Maybe it should have. After all, the world’s largest producer of graphene is right here, at Angstron Materials on McCook Avenue.
Graphene is incredibly strong and a little goes a very long way — a gram covers a football field. The Nobel researchers concentrated on the fact that graphene electrons move 100 times faster than in silicon, the material today used in computer chips. In addition, the material conducts thermal properties well and is easy to see through.
The Nobel, which last week went to Andre Geim and Konstantin Novoselov, professors from the United Kingdom, “is worth about $10 million in free advertising,” quipped Ron Beech, Angstron sales director.
While he certainly does not claim to be first, Bor Jang, chief executive of Angstron and a Wright State University professor, acknowledges that he has studied graphene — what it can do and how to make a lot of it — for a decade.
“It validates the significance of the graphene industry that is emerging,” Jang said of the Nobel.
Jang has not focused on graphene’s potential for the next generation of super-computers, however. He believes more immediate applications include supercapacitors, fuel cells, batteries, composite materials and more.
Graphene, Jang said, “has very unique properties indeed, to say the least.”
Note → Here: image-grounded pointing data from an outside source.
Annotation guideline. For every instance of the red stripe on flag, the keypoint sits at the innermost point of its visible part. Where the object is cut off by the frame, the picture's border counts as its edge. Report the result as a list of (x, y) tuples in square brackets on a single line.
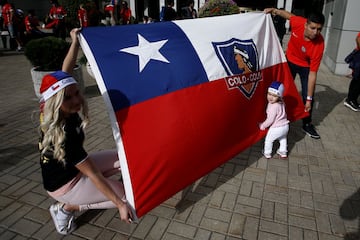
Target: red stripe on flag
[(172, 140)]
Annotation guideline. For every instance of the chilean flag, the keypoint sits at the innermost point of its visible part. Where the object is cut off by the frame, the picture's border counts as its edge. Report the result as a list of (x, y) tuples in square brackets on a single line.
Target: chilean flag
[(185, 96)]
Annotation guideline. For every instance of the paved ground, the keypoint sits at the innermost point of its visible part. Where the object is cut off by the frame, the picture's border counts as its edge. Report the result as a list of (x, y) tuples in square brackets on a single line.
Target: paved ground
[(312, 195)]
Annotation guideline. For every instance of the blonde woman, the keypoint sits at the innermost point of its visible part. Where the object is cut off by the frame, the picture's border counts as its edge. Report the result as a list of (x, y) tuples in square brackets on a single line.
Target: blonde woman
[(77, 180)]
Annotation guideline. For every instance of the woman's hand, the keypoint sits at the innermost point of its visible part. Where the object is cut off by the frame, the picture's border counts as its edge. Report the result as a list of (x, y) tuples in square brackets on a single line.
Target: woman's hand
[(125, 212)]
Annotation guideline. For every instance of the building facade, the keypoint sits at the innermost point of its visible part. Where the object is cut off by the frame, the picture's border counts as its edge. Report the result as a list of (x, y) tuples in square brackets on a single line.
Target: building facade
[(341, 26)]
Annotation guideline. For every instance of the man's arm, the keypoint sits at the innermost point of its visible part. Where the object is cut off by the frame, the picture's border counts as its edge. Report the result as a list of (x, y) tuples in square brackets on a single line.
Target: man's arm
[(311, 89), (282, 13)]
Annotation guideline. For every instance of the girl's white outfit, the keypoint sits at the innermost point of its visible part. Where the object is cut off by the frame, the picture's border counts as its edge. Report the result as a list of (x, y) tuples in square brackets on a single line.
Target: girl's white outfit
[(279, 127)]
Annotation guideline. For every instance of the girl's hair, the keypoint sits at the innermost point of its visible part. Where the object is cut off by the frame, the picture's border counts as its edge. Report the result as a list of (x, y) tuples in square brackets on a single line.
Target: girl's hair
[(53, 123)]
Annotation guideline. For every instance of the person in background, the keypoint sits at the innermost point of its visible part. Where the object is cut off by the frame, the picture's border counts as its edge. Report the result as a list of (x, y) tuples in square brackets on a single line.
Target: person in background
[(276, 121), (147, 19), (189, 12), (110, 10), (9, 18), (125, 13), (82, 16), (57, 16), (32, 26), (354, 88), (304, 53), (169, 11), (78, 181)]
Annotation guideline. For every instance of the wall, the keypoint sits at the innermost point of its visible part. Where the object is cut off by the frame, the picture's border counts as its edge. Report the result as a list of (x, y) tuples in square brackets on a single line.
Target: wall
[(341, 27)]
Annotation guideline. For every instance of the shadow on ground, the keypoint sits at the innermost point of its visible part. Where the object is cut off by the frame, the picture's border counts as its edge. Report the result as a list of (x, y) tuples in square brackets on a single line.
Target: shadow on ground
[(350, 210)]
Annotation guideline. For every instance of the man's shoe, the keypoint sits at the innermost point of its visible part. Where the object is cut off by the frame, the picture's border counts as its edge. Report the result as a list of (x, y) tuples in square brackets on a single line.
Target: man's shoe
[(352, 105), (309, 129)]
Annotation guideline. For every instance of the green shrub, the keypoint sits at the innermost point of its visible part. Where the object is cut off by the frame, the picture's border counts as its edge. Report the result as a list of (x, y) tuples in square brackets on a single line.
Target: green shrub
[(47, 54)]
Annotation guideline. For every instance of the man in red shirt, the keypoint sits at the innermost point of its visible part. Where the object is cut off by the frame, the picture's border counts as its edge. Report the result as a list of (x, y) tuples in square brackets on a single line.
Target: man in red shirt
[(304, 53)]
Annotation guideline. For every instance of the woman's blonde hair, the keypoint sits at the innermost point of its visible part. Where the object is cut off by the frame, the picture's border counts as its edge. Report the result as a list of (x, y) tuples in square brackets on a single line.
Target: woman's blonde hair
[(52, 125)]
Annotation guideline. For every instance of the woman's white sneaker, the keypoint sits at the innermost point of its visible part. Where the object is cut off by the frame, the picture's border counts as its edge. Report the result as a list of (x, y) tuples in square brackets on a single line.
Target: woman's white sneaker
[(63, 220)]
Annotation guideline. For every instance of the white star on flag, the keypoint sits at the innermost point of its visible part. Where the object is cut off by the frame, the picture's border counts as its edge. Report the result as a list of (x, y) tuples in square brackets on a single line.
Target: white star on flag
[(146, 51)]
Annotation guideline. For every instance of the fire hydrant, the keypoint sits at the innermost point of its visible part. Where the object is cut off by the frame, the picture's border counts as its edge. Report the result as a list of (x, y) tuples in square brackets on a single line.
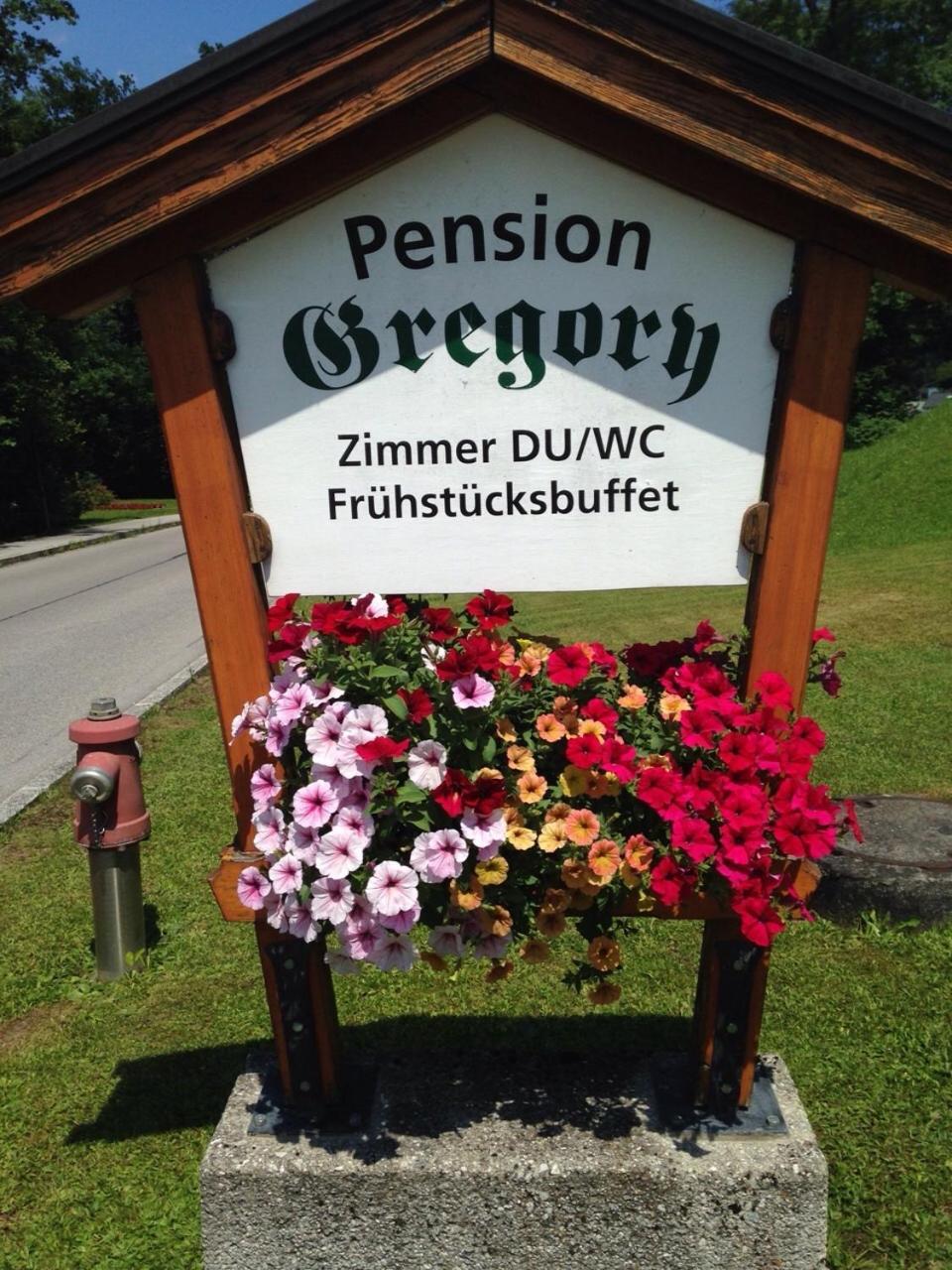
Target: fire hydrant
[(111, 821)]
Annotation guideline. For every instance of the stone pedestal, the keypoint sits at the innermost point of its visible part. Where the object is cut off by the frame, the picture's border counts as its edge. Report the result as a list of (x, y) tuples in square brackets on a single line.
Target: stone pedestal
[(490, 1165)]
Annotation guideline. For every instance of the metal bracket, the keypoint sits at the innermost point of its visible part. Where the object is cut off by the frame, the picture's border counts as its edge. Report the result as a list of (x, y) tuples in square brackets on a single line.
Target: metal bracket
[(782, 325), (761, 1118), (221, 336), (258, 536), (753, 527)]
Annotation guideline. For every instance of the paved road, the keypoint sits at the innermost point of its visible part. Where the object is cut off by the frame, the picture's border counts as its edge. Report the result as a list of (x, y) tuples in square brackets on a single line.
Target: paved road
[(117, 619)]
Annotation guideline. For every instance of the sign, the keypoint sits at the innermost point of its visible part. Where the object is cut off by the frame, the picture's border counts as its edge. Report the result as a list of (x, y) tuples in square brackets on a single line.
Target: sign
[(504, 362)]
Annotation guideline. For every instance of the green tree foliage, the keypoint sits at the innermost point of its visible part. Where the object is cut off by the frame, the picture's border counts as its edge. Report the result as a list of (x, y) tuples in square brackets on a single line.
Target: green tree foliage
[(905, 44), (75, 398)]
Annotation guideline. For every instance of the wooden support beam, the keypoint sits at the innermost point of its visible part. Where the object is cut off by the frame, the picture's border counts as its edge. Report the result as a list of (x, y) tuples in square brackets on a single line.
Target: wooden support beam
[(209, 488), (816, 382)]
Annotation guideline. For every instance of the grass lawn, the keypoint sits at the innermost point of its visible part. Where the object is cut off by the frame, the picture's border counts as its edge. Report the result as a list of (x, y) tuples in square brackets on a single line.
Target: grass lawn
[(111, 1092), (104, 515)]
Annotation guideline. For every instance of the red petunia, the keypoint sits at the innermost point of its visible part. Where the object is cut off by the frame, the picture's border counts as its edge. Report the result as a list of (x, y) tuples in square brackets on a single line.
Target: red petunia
[(381, 748), (490, 610), (567, 666), (760, 921)]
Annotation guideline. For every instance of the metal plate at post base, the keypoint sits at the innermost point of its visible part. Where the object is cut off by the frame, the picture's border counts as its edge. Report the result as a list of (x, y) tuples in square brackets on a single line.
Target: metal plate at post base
[(673, 1082), (350, 1114)]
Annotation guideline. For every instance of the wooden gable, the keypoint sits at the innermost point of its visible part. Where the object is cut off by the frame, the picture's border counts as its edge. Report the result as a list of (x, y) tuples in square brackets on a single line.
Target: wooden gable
[(336, 90)]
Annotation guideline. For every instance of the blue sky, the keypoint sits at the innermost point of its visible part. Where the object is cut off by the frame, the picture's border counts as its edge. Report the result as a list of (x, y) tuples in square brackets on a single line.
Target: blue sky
[(151, 39)]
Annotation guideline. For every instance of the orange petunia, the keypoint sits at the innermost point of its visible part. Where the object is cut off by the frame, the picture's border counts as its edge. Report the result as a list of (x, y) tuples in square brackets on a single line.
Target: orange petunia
[(604, 857), (633, 698), (532, 788), (549, 728), (493, 873), (466, 896), (558, 812), (670, 705), (521, 837), (604, 953), (639, 852), (581, 826), (552, 837)]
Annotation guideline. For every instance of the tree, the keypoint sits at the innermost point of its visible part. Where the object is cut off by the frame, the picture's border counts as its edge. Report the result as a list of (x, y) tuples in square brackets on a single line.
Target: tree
[(905, 44), (75, 399)]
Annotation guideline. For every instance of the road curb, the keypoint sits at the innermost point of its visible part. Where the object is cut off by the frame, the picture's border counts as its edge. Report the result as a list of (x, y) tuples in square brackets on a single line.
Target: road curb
[(86, 543), (14, 803)]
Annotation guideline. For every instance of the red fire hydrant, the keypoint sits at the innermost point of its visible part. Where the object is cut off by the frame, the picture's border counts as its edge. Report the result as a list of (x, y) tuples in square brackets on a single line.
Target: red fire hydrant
[(111, 821)]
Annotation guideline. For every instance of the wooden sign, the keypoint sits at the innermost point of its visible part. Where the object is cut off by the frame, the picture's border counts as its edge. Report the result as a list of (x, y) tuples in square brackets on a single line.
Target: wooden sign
[(504, 362)]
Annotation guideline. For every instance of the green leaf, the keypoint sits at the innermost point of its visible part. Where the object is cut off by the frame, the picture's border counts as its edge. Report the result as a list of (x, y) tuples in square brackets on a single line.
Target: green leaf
[(389, 672), (411, 793)]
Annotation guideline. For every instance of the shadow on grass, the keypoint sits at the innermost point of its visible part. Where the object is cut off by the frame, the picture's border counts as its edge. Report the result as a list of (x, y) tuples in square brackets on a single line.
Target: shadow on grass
[(451, 1071)]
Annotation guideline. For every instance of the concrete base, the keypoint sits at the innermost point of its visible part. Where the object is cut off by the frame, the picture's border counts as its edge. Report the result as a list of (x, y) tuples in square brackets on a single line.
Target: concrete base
[(543, 1164)]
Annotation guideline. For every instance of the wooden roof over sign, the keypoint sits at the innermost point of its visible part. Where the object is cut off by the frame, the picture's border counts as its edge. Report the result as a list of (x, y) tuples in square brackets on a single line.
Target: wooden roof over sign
[(340, 87)]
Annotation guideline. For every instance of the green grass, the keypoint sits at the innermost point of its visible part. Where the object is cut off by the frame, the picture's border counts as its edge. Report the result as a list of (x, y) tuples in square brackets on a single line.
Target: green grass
[(111, 1092), (104, 516)]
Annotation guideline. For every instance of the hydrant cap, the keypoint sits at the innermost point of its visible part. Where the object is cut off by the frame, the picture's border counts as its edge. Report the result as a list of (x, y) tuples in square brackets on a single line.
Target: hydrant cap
[(104, 731)]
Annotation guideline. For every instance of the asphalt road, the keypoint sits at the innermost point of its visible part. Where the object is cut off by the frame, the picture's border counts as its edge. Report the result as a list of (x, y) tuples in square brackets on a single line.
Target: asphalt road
[(117, 619)]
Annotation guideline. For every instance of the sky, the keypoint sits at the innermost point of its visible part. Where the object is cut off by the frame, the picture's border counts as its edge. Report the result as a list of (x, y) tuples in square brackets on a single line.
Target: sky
[(151, 39)]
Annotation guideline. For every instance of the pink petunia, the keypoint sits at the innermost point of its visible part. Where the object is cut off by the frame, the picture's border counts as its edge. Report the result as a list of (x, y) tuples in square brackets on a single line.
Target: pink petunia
[(286, 875), (339, 852), (391, 888), (253, 887), (472, 693), (426, 765), (331, 899), (439, 855), (266, 786), (393, 952), (315, 804)]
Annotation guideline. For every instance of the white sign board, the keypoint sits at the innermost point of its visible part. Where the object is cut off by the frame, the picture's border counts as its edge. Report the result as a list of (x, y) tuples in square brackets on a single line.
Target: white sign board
[(504, 362)]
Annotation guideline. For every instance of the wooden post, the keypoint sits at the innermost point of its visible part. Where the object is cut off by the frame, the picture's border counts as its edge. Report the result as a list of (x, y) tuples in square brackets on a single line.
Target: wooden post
[(194, 409), (815, 388)]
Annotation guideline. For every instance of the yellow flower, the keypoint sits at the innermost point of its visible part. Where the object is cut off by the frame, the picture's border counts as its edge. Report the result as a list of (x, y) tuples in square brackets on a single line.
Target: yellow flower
[(671, 705), (535, 952), (572, 781), (521, 837), (466, 896), (493, 873), (499, 970), (549, 728), (604, 858), (552, 837), (521, 758), (633, 698), (549, 924), (581, 826), (604, 993), (532, 788), (604, 953)]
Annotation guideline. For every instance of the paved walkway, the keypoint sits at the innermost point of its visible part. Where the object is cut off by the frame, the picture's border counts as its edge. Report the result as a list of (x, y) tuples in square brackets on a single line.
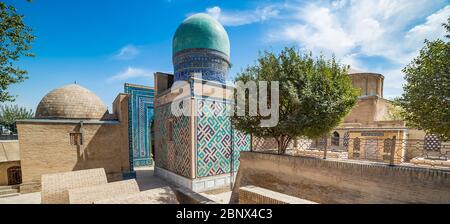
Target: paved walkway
[(146, 181)]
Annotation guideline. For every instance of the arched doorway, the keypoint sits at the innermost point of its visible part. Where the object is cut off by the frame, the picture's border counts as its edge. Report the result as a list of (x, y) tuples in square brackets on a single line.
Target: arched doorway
[(14, 175), (335, 139)]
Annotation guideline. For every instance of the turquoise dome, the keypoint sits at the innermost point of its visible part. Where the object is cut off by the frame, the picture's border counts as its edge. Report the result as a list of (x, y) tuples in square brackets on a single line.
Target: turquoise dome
[(201, 31)]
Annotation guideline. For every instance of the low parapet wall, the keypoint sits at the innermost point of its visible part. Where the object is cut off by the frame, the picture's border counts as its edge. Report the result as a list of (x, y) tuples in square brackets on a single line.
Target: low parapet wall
[(333, 181)]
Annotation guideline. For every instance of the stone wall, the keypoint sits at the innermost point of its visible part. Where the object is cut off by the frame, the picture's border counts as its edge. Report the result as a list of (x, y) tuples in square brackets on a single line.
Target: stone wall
[(333, 181)]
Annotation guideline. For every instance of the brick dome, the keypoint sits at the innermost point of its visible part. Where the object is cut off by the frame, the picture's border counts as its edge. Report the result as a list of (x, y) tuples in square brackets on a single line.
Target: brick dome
[(71, 102)]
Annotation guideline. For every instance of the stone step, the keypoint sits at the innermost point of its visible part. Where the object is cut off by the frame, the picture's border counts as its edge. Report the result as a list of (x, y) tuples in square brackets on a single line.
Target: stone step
[(8, 191), (9, 195)]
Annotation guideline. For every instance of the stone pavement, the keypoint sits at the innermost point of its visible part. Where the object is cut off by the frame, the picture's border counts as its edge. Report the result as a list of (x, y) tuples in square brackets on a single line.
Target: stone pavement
[(145, 180)]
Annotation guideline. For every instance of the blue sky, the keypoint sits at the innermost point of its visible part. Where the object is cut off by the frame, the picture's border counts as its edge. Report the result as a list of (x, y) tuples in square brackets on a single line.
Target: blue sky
[(103, 44)]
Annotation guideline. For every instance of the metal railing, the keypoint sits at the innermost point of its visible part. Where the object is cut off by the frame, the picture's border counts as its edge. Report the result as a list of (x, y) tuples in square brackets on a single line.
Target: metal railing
[(429, 152)]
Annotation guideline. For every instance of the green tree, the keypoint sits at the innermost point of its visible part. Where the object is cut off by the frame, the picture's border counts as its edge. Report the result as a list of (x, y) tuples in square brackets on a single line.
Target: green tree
[(15, 41), (426, 97), (10, 114), (314, 95)]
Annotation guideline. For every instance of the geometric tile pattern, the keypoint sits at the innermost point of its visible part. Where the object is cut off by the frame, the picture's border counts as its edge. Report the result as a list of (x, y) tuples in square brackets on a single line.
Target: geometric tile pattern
[(214, 149), (140, 118), (172, 155)]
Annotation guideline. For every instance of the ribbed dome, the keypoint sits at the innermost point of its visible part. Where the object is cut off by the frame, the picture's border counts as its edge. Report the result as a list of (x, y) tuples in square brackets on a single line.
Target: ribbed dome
[(71, 102), (201, 31)]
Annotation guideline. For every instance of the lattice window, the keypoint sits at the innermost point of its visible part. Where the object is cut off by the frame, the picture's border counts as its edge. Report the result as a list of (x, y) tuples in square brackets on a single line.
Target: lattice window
[(76, 139), (335, 139), (432, 143)]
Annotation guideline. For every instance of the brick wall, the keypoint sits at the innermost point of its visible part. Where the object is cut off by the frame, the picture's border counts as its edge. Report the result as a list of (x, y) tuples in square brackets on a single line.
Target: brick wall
[(333, 181), (45, 147)]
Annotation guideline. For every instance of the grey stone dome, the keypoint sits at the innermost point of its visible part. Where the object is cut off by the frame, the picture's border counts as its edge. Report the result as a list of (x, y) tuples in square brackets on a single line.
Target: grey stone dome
[(71, 102)]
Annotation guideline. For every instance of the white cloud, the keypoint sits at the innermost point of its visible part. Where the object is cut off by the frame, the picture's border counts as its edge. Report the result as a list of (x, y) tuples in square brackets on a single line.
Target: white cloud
[(131, 73), (127, 52), (238, 18)]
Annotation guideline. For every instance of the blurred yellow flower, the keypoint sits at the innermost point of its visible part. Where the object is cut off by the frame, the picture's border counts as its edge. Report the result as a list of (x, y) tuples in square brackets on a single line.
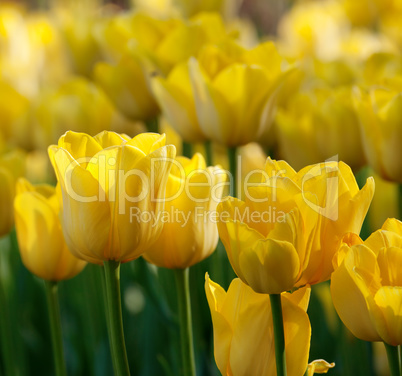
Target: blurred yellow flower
[(189, 234), (12, 166), (13, 109), (319, 124), (127, 86), (149, 46), (28, 42), (40, 238), (235, 91), (286, 232), (76, 105), (243, 330), (313, 28), (383, 69), (380, 113), (319, 366), (105, 181), (366, 284)]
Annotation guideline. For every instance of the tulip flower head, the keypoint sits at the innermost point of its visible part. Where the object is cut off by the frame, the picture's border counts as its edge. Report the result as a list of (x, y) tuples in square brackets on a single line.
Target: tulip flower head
[(243, 330), (192, 194), (287, 230), (380, 120), (104, 180), (366, 284), (40, 237)]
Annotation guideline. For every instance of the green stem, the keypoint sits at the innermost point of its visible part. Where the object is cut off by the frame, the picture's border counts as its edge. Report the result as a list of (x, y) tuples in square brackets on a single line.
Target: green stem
[(187, 150), (186, 330), (209, 153), (6, 334), (115, 320), (232, 155), (393, 359), (279, 334), (55, 327), (400, 202)]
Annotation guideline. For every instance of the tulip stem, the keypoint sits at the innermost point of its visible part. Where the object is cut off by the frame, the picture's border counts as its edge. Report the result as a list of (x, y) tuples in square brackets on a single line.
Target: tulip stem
[(232, 155), (115, 319), (279, 334), (6, 334), (186, 329), (393, 359), (55, 327)]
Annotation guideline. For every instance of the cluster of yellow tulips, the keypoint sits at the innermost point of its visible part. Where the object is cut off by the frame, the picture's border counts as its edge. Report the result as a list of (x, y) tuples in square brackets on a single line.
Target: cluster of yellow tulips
[(174, 137)]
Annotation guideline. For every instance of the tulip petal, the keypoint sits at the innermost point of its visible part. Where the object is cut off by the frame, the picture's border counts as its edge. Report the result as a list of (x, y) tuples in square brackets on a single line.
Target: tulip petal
[(243, 335), (148, 142), (214, 117), (86, 218), (270, 266), (389, 301), (106, 139), (81, 146), (350, 294), (319, 366), (222, 329)]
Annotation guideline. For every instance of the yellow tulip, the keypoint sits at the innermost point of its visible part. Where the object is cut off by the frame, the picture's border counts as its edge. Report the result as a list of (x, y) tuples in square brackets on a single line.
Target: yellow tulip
[(76, 25), (13, 108), (380, 119), (286, 232), (104, 181), (314, 29), (385, 202), (127, 86), (383, 69), (366, 285), (40, 238), (150, 46), (243, 330), (235, 98), (319, 366), (361, 13), (190, 233), (174, 96), (317, 125), (12, 166), (76, 105)]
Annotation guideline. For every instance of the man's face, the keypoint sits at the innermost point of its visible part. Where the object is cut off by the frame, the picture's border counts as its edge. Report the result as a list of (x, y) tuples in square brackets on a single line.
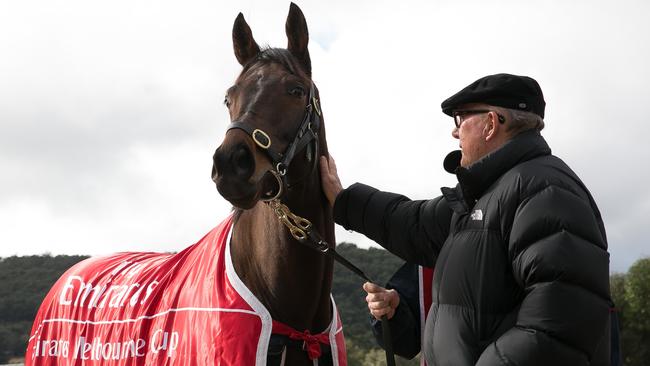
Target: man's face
[(471, 132)]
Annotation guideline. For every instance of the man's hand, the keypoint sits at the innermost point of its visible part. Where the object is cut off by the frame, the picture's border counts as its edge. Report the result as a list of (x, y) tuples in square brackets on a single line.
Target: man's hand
[(381, 301), (329, 178)]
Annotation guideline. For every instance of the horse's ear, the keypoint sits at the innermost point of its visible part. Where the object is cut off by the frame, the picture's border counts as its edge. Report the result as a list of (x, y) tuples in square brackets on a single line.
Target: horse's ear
[(298, 36), (242, 39)]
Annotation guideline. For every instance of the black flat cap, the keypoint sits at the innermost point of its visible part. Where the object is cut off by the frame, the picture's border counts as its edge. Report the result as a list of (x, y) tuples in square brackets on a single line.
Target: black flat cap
[(501, 90)]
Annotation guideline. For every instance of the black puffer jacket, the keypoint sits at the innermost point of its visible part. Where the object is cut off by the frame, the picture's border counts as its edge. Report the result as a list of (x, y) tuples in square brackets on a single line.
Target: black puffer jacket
[(520, 256)]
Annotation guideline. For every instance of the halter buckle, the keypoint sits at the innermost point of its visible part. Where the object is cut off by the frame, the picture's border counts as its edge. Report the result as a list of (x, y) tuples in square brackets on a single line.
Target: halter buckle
[(281, 169), (261, 138), (316, 106)]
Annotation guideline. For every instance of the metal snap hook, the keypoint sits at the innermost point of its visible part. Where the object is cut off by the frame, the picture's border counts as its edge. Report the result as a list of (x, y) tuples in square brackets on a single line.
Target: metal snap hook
[(281, 169)]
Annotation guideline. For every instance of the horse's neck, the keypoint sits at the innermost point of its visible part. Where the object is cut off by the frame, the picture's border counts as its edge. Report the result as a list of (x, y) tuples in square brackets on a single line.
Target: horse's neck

In particular, leaders of Angstron and its sister company, Nanotek Instruments, see their tiny nano-graphene platelets material as particularly promising for hybrid electric vehicle battery anodes. The company has small prototype battery and supercapacitor production lines running.
For now, Jang is hoping that recognition in Stockholm will lead to further recognition in Columbus and elsewhere. He estimates that Angstrom needs about $1 million to $3 million for its next steps in mass-producing graphene. Last year, the company received a $1.4 million federal grant.